In this paper we give the necessary and sufficient conditions for the Discrete Maximum Principle (DMP) to hold. We prove the convergence of the nonlinear finite element method applied to the logistic equation by using that the Jacobian matrix evaluated in the supersolution, provided by the a priori bound, is a non-singular M-matrix, which is proved in a fast way using both, the positiveness of its principal eigenvalue and the DMP. Meanwhile a positive subsolution provides the coercivity constant.
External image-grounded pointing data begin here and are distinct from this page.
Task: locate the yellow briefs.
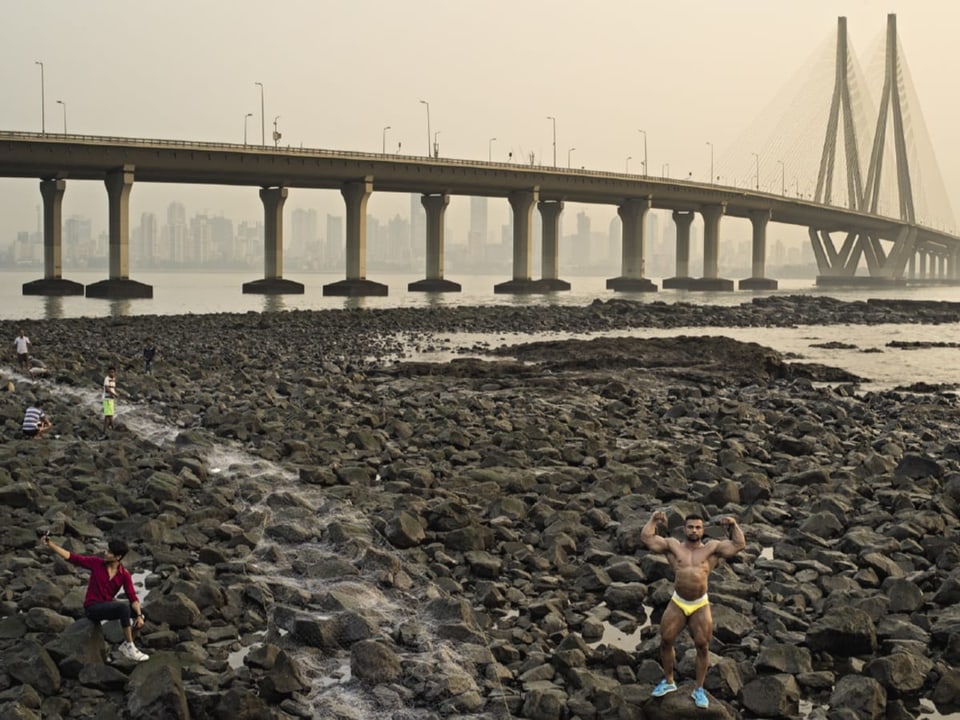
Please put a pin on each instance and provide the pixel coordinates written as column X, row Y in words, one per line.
column 689, row 607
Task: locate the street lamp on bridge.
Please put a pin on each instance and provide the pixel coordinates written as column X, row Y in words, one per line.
column 263, row 126
column 61, row 102
column 551, row 117
column 644, row 133
column 245, row 118
column 424, row 102
column 43, row 102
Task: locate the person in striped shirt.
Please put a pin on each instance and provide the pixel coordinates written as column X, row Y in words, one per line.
column 35, row 422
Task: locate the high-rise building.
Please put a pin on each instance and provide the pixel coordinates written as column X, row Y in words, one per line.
column 477, row 236
column 335, row 244
column 580, row 252
column 78, row 242
column 303, row 232
column 148, row 238
column 418, row 228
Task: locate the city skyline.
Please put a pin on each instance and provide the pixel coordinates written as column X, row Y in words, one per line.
column 178, row 238
column 648, row 88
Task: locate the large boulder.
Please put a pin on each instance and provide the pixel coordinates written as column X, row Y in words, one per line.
column 863, row 695
column 844, row 631
column 772, row 696
column 156, row 690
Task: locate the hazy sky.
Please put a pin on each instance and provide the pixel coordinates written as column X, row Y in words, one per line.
column 337, row 73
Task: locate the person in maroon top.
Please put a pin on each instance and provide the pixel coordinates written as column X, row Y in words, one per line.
column 107, row 578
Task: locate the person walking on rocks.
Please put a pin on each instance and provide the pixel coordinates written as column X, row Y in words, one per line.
column 22, row 343
column 107, row 577
column 109, row 396
column 35, row 421
column 692, row 561
column 149, row 353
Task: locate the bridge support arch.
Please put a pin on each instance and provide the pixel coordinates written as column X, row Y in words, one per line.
column 435, row 207
column 273, row 199
column 682, row 220
column 711, row 279
column 119, row 183
column 758, row 279
column 633, row 215
column 521, row 202
column 52, row 282
column 355, row 196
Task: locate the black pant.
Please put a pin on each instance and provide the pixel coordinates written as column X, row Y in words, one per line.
column 115, row 610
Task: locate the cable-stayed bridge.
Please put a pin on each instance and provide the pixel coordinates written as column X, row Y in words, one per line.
column 877, row 211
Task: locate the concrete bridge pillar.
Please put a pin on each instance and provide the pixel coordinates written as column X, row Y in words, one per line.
column 521, row 202
column 435, row 207
column 355, row 196
column 758, row 279
column 119, row 183
column 682, row 219
column 52, row 282
column 549, row 250
column 711, row 279
column 273, row 199
column 633, row 215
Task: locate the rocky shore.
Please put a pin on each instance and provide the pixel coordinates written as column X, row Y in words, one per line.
column 327, row 530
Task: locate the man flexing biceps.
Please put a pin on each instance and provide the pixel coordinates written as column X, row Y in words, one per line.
column 692, row 561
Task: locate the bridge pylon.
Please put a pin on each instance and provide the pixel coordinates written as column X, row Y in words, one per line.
column 838, row 266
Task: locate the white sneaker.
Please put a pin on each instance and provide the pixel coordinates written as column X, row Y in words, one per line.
column 130, row 652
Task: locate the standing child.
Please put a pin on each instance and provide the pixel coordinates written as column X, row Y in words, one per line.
column 109, row 396
column 22, row 343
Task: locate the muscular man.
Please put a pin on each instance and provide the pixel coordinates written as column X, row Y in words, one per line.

The numerical simulations show that the nonlinear finite element approximate solutions do not oscillate if the DMP is fulfilled. The characterization of the DMP and the mesh sizes guaranteeing the existence of positive sub- and supersolutions of the nonlinear finite element approximate problem, in the case of variable coefficients and all types of boundary conditions are some of the novelties of this paper. The excellent performance of the method is tested in two examples with boundary layers caused by very small diffusion.

在本文中，我们给出了满足离散最大原理（DMP）的充要条件。通过使用先验界线提供的在超级解决方案中评估的雅可比矩阵是一个非奇异的M矩阵，我们证明了应用于逻辑方程的非线性有限元方法的收敛性。其主要特征值和DMP的正性。同时，正子解提供了矫顽力常数。数值模拟表明，如果满足DMP要求，非线性有限元近似解就不会振动。DMP的特征和网格尺寸可确保存在非线性有限元近似问题的正子解和超级解，在变系数和所有类型的边界条件的情况下，本文都有一些新颖之处。在两个示例中测试了该方法的出色性能，这些示例的边界层由很小的扩散引起。